NO HABÍA cine ni televisión ni fútbol ni... nada; bueno, algo de eso, sí. La gente de la clase media en el siglo XVII español procuraba vivir una vida digna, sin estridencias, ajena en la medida de lo posible a las revueltas sociales que, en otros estamentos, comenzaban a darse debido a las carencias que sufrían. Olvidándonos del bracero, del simple peón de nula cultura, quien tenía la suerte de disfrutar de un empleo medianamente remunerado procuraba cubrir las apariencias para no ser criticado por amigos y vecinos, atentos todos ellos a ejercer el deporte nacional -la envidia- y difundir la realidad social del individuo en cuestión. "Hija, no tienen ni para comer. Todo se lo gastan en la niña, a ver si consigue un buen partido"; "no tienes más que ver al marido. Lleva el mismo traje desde hace muchos años", etc. Una sociedad, en definitiva, que vigilaba mucho los valores morales pero que no se recataba llegada la hora de juzgar al prójimo.

Pero esa actitud no se daba solo en las clases menos pudientes, sino también en las adineradas; yo diría, incluso, que con más intensidad. Careciendo igualmente de todo lo que afectaba a la sociedad en general, cubrían su aburrimiento con fiestas y reuniones a las que acudía lo más granado de su entorno, por cuyo motivo aparentar el poder que la familia en cuestión tenía era primordial. Los refrescos de limón y naranja, las pastas más diversas o alguna copa de vino eran lo más usual, pero el anfitrión, cuando era un indiano, o sea, alguien que había hecho su fortuna en América, quedaba como un rey si ofrecía a sus invitados una taza de chocolate con rebanadas de pan. El chocolate, corría ya el siglo XVIII, era un producto caro que se traía del Nuevo Continente, o lo que es lo mismo, solo al alcance de las grandes fortunas. Incluso, en esas reuniones, la señora de la casa solía llamar a la doncella para que le llevase al loro -¿qué indiano no tenía un loro?- las tabletas de chocolate sobrantes.
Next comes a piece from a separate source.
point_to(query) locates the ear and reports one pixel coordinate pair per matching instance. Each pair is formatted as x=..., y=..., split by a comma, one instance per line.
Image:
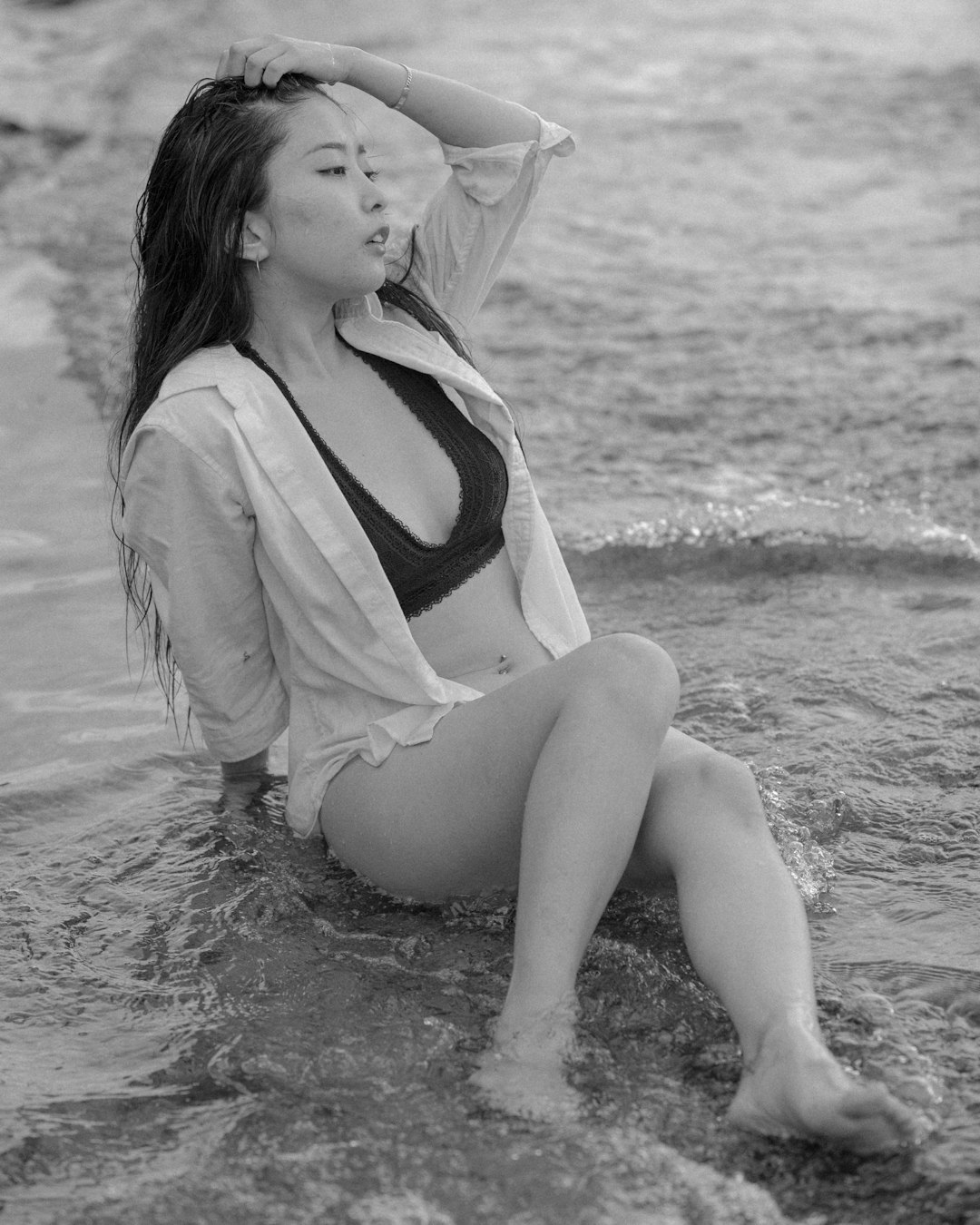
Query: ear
x=255, y=239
Pero llegó un momento en que el movimiento pendular de la vida hizo que la fortuna de aquellos "potentados" disminuyera, por cuyo motivo, y para seguir presumiendo de su estatus social, decidieron suprimir el chocolate del loro; el que sobraba se guardaba para otra ocasión. O sea, cuando una situación económica es delicada se decide suprimir una partida cuyo gasto es insignificante.

Me doy cuenta ahora de que llevo escrito la mitad del artículo y aún no he dicho el propósito que me ha llevado a escribirlo, conque ya va siendo hora: se trata de la decisión tomada por la Consejería de Sanidad del Gobierno de Canarias de no servir más comidas a los acompañantes de los niños, o los adultos en fase terminal, ingresados en los hospitales públicos del Archipiélago. Este servicio, vamos a llamarlo así, se prestaba desde hace más de treinta años, siendo la razón totalmente lógica: el paciente, niño o adulto, necesitaba la ayuda de algún familiar para atender sus necesidades más perentorias, compensando su sacrificio con la alimentación.
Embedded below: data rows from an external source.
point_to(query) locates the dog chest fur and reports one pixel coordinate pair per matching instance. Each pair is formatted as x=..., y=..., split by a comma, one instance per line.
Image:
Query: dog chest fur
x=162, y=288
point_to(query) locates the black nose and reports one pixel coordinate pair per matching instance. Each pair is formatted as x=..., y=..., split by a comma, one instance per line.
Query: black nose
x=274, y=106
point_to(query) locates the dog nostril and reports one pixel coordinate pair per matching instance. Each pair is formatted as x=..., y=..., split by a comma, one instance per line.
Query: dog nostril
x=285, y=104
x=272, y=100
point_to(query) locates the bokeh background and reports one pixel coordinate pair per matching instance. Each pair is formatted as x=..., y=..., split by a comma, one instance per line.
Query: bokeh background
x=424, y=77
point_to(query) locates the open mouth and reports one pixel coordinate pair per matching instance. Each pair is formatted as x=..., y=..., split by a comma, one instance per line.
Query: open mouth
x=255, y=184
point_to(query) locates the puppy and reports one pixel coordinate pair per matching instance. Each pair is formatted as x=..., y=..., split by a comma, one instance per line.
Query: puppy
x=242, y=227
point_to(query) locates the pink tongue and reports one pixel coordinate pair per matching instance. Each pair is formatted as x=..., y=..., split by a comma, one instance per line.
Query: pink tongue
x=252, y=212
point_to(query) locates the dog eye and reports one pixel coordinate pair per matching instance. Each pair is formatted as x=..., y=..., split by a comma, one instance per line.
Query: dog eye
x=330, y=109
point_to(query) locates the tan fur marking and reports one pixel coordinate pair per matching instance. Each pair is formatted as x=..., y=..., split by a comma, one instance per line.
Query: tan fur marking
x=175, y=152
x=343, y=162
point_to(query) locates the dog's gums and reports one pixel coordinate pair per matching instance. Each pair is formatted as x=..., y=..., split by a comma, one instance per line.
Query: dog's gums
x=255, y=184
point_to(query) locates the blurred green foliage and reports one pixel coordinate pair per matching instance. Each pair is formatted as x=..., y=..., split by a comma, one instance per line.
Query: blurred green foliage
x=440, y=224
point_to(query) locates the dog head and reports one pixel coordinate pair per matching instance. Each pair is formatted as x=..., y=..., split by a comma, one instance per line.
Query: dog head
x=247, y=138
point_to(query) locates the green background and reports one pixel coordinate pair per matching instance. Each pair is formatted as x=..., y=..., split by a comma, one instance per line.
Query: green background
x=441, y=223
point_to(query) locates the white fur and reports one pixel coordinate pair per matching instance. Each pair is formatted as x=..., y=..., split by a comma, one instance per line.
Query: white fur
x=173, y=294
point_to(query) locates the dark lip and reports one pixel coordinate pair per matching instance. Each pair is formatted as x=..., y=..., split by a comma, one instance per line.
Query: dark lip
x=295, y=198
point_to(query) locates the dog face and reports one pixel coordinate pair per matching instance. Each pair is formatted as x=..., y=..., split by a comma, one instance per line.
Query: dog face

Según la Consejería, "en la situación actual de coyuntura económica, los hospitales públicos del Servicio Canario de Salud deben hacer un ejercicio de responsabilidad para garantizar la atención de sus pacientes". Y no continúo con el texto del decreto (¿?), ya que ahí está el quid de la cuestión. Porque no cabe duda de que la Consejería está segura de que los acompañantes van a continuar al lado de los suyos, o lo que es lo mismo, asumiendo una función que a ellos no les corresponde, sino al personal del centro. Distinto sería si ese personal aumentase y se prestase a los enfermos el cuidado que ahora corre a cargo de los familiares

Creo que la Consejería de Sanidad debería tener la honestidad de dar a conocer el gasto que en 2011 originó el servicio que ahora se ha suprimido, y evaluar, igualmente, el que ahora van a sufrir infinidad de familias, la mayoría de ellas en situación económica precaria. Si la cifra en cuestión no se publica, habrá que pensar que se trata del "chocolate del loro", y que debido a su exigua cuantía su publicación llenaría de rubor a los que han pergeñado la idea.
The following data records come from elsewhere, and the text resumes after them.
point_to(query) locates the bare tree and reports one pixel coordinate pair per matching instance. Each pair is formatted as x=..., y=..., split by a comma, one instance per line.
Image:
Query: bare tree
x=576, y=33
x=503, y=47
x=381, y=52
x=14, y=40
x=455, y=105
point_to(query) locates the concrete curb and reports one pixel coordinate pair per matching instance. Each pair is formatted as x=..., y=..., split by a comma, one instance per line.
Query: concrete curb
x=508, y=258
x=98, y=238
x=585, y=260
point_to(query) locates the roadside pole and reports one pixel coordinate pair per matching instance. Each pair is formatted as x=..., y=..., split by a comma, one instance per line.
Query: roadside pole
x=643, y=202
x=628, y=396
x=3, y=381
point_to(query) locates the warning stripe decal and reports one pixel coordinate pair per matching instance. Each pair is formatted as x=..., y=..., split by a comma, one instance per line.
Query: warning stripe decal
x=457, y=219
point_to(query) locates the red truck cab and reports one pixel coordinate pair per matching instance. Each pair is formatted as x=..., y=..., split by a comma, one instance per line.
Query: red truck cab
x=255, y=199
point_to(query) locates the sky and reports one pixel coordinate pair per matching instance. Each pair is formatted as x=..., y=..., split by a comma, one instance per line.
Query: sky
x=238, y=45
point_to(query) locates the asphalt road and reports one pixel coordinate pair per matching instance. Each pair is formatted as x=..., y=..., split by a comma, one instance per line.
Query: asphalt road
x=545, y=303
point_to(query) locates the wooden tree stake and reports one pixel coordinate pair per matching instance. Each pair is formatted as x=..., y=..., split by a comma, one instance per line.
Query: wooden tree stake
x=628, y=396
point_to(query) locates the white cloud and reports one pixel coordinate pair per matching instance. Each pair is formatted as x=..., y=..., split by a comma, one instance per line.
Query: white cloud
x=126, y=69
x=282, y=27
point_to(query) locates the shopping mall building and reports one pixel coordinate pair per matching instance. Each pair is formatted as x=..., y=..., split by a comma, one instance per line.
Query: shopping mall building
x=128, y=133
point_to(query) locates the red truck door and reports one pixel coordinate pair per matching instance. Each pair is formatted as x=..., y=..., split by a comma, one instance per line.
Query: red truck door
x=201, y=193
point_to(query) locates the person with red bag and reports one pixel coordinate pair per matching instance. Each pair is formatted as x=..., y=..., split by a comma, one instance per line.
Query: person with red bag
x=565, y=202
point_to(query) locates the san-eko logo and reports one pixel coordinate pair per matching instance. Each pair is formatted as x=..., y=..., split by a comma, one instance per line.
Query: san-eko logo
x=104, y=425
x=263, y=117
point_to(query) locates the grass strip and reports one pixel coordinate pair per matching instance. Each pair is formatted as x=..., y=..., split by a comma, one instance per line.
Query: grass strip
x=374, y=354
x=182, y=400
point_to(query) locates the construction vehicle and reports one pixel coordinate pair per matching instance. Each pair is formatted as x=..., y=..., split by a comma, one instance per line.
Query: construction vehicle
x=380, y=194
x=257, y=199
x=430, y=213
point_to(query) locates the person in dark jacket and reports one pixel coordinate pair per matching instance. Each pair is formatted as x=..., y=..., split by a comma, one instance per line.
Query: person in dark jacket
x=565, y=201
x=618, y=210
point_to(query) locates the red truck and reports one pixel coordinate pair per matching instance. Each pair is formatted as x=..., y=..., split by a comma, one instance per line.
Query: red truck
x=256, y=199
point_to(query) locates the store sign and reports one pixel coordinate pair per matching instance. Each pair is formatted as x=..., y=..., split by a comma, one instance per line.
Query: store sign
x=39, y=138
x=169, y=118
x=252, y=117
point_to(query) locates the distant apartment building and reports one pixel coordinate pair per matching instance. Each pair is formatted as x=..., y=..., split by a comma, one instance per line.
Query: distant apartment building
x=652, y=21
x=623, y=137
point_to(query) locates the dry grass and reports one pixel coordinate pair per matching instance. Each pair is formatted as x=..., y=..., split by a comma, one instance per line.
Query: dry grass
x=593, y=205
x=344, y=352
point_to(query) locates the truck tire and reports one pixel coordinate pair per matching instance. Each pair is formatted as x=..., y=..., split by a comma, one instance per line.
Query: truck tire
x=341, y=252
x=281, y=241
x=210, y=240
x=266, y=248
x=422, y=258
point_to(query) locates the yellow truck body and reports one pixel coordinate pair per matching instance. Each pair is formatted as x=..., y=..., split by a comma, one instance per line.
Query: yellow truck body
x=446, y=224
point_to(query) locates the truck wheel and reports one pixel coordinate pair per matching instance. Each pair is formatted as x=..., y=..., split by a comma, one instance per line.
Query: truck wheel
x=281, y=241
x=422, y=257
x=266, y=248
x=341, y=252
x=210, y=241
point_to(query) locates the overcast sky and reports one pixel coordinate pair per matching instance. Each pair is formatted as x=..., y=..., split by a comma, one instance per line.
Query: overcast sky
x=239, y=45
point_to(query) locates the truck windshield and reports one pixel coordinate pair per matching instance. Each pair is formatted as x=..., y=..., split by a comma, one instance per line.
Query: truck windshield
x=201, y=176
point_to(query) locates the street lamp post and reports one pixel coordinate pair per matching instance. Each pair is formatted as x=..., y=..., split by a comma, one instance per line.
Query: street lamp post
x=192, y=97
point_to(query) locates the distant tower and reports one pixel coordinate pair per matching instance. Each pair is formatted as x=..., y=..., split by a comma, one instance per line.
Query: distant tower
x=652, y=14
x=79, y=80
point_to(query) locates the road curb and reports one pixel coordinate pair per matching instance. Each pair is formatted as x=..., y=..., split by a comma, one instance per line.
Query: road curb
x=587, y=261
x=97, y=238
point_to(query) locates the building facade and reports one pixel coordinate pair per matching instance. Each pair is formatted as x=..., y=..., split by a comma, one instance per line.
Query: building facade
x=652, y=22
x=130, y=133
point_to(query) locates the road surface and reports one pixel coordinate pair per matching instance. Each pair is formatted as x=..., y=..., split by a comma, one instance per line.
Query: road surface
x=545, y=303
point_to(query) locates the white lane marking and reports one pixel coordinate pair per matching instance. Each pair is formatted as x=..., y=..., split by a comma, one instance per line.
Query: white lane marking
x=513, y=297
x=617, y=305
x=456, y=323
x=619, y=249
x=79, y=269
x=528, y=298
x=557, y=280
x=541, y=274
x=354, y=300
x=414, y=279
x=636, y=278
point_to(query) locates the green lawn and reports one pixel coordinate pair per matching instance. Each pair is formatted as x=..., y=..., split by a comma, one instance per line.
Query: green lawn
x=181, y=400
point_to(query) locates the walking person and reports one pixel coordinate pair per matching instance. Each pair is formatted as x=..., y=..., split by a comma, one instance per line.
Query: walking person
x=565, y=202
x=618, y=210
Como estoy seguro de que la Consejería de Sanidad no dará marcha atrás en sus propósitos -el mando es sabio y nunca se equivoca-, sí me gustaría que la severidad de la medida -echémosle un poco de humor al asunto- se complete con otra autorizando a los familiares a llevar a los hospitales afectados la comida que necesiten. ¿O es que, además, tendrán que ir a la cafetería del centro?